On the surface, he ticks a lot of boxes. Domestic success and international acclaim, a sense of the past and present. And, perhaps most importantly, the Dutch-born son of an U.S. Air Force airman and his Dutch wife, he knows that USMNT players can come from anywhere.

[ MORE: Latest 2018 World Cup news ] 

And, unlike anyone in recent memory to hold such a coaching or management position with the team, he’s put on the USMNT shirt more than 100 times.

I reached out to a friend who’s worked alongside Stewart to see if I should be excited, nervous, or both about his hiring. Here’s what I was told:

“I’ll tell you this about Earnie.
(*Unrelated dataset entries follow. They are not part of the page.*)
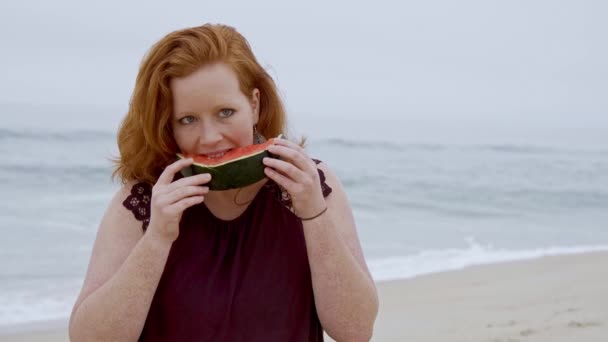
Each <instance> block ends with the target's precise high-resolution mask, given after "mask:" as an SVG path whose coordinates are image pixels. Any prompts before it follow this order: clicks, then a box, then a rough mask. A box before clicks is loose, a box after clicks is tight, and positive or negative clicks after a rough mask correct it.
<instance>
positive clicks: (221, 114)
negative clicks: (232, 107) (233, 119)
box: [220, 108, 234, 118]
mask: <svg viewBox="0 0 608 342" xmlns="http://www.w3.org/2000/svg"><path fill="white" fill-rule="evenodd" d="M232 114H234V110H233V109H228V108H225V109H222V110H221V111H220V117H222V118H227V117H229V116H231V115H232Z"/></svg>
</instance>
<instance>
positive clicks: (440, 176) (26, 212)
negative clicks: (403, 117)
mask: <svg viewBox="0 0 608 342" xmlns="http://www.w3.org/2000/svg"><path fill="white" fill-rule="evenodd" d="M80 126H81V127H80V128H77V127H76V128H75V127H67V126H65V125H62V126H61V127H62V128H57V127H55V128H48V127H45V126H44V125H37V126H36V127H35V128H32V127H33V126H28V125H13V124H10V123H8V124H3V125H2V126H0V151H1V152H2V154H3V156H4V157H3V160H2V161H1V162H0V189H2V194H3V196H1V197H0V234H1V236H2V238H1V239H0V279H1V281H0V329H2V328H7V327H11V326H15V325H20V324H26V323H34V322H40V321H48V320H62V319H67V317H68V316H69V313H70V310H71V307H72V305H73V303H74V301H75V299H76V296H77V295H78V291H79V290H80V286H81V285H82V280H83V277H84V273H85V271H86V267H87V262H88V259H89V256H90V253H91V248H92V244H93V241H94V239H95V234H96V230H97V225H98V223H99V221H100V219H101V217H102V215H103V214H104V211H105V209H106V206H107V205H108V203H109V201H110V198H111V197H112V196H113V194H114V193H115V191H116V190H117V189H118V184H116V183H112V182H111V180H110V174H111V167H112V165H111V163H110V161H109V158H111V157H113V156H115V155H116V153H117V151H116V141H115V132H114V130H111V129H106V128H103V129H102V128H99V127H98V126H96V125H92V124H90V125H87V123H86V122H85V123H84V124H81V125H80ZM82 127H89V128H88V129H86V128H82ZM356 131H357V130H356V129H355V130H354V132H355V133H353V134H341V133H335V134H333V135H325V136H320V135H319V136H314V135H310V139H309V143H308V144H309V145H308V149H309V152H310V154H311V155H312V156H314V157H316V158H319V159H321V160H323V161H325V162H327V163H328V165H329V166H330V167H331V168H332V169H333V170H334V171H335V172H336V174H337V175H338V176H339V178H340V179H341V181H342V183H343V186H344V188H345V190H346V192H347V194H348V196H349V200H350V203H351V205H352V208H353V211H354V214H355V218H356V223H357V228H358V232H359V237H360V240H361V243H362V246H363V249H364V252H365V255H366V258H367V261H368V263H369V266H370V269H371V272H372V274H373V276H374V278H375V279H376V280H377V281H386V280H391V279H402V278H409V277H415V276H418V275H422V274H427V273H432V272H439V271H446V270H454V269H460V268H463V267H466V266H469V265H475V264H484V263H496V262H501V261H510V260H519V259H529V258H536V257H540V256H544V255H553V254H568V253H580V252H586V251H594V250H608V229H607V228H608V226H607V222H608V210H607V209H608V147H607V146H603V147H602V146H600V147H598V146H583V147H581V146H578V147H568V146H552V145H530V144H487V143H474V142H473V143H466V144H448V143H428V142H425V143H416V142H411V141H400V140H399V139H395V137H391V139H386V138H385V137H382V136H376V137H374V138H361V137H358V136H357V134H356ZM338 132H339V131H338ZM351 133H352V132H351Z"/></svg>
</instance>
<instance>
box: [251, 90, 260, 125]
mask: <svg viewBox="0 0 608 342" xmlns="http://www.w3.org/2000/svg"><path fill="white" fill-rule="evenodd" d="M251 110H252V112H253V122H254V123H256V124H257V123H258V120H259V119H260V90H259V89H258V88H254V89H253V91H252V92H251Z"/></svg>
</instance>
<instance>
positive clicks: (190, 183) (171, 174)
mask: <svg viewBox="0 0 608 342" xmlns="http://www.w3.org/2000/svg"><path fill="white" fill-rule="evenodd" d="M190 164H191V161H188V160H186V159H182V160H180V161H177V162H175V163H173V164H171V165H170V166H168V167H167V168H166V169H165V171H163V174H161V176H160V178H159V180H158V182H157V183H156V185H155V186H154V188H153V192H152V199H151V213H150V215H151V217H150V225H149V226H148V229H147V231H146V233H145V234H143V233H142V222H139V221H137V220H136V219H135V218H134V216H133V214H132V213H131V212H129V211H128V210H127V209H126V208H124V207H123V206H122V201H124V199H125V198H127V196H128V195H129V193H130V188H131V186H125V187H123V188H122V189H121V190H120V191H119V192H118V193H117V194H116V196H115V197H114V198H113V200H112V202H111V203H110V206H109V208H108V210H107V212H106V213H105V215H104V218H103V219H102V222H101V225H100V227H99V231H98V233H97V237H96V239H95V244H94V247H93V253H92V255H91V260H90V262H89V268H88V270H87V275H86V277H85V281H84V284H83V288H82V291H81V293H80V295H79V297H78V299H77V300H76V303H75V304H74V308H73V310H72V315H71V317H70V327H69V332H70V339H71V340H72V341H87V342H88V341H136V340H137V339H138V338H139V336H140V335H141V331H142V329H143V326H144V323H145V321H146V317H147V315H148V311H149V309H150V305H151V303H152V299H153V297H154V294H155V292H156V289H157V287H158V283H159V280H160V278H161V275H162V273H163V270H164V267H165V264H166V262H167V257H168V255H169V251H170V249H171V245H172V244H173V241H175V239H177V237H178V235H179V221H180V219H181V216H182V213H183V211H184V210H185V209H187V208H188V207H190V206H192V205H194V204H197V203H201V202H202V201H203V200H204V196H203V195H204V194H206V193H207V192H208V191H209V189H208V188H207V187H206V186H200V184H204V183H206V182H208V181H209V180H210V179H211V178H210V177H209V175H197V176H193V177H187V178H184V179H180V180H177V181H175V182H171V180H172V179H173V176H174V175H175V173H176V172H178V171H179V170H180V169H181V168H183V167H185V166H187V165H190Z"/></svg>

I’m a really big fan in terms of professionalism, order, hierarchy. Consummate pro. There will be more transparency with him as well.”

Andrew Helms’ and Matt Pentz’s story on the USMNT’s 2018 qualifying failure details how the order wasn’t there with Jurgen Klinsmann, and the professionalism at times was clearly as issue under Bruce Arena (see the Trinidad training field saga).

What the USMNT needs now, more than ever, is a man who can bridge the divide between administration and players, between the team and supporters.

There are so many reasons to be concerned about the status of U.S. Soccer. Whether Stewart understands what it means to grow the American game here and abroad is not one of them.

Stewart scored more than 100 goals in the Netherlands before playing a pair of MLS seasons and building the nascent league’s reputation.

He’s played in three World Cups for three different managers, with three very different results. There was the U.S. based tournament that built MLS in 1994, the disastrous run at France 1998, and the glorious if fortunate run to the quarterfinals (which could’ve met the semifinals, TORSTEN FRINGS) in 2002.

Along the way, he’s dealt with the hype of that first tournament, then monumentally awful intra-squad strife in 1998 before that wonderful ’02 run. He has seen it all.

There’s no guarantee he’ll hire the right guy. There’s no guarantee he’ll win over talented dual citizens.

But there’s little doubt he’ll be a proper sounding board for the man he hires, and that he’ll be invigorated to work with a wealth of talent and resources having been hamstrung in Philadelphia.

For everything that needs to be fixed in American soccer, and the uncertainty over whether anything’s really changed with the men and women who are tasked with fixing it, this hire means U.S. Soccer has taken a step forward with a sound decision.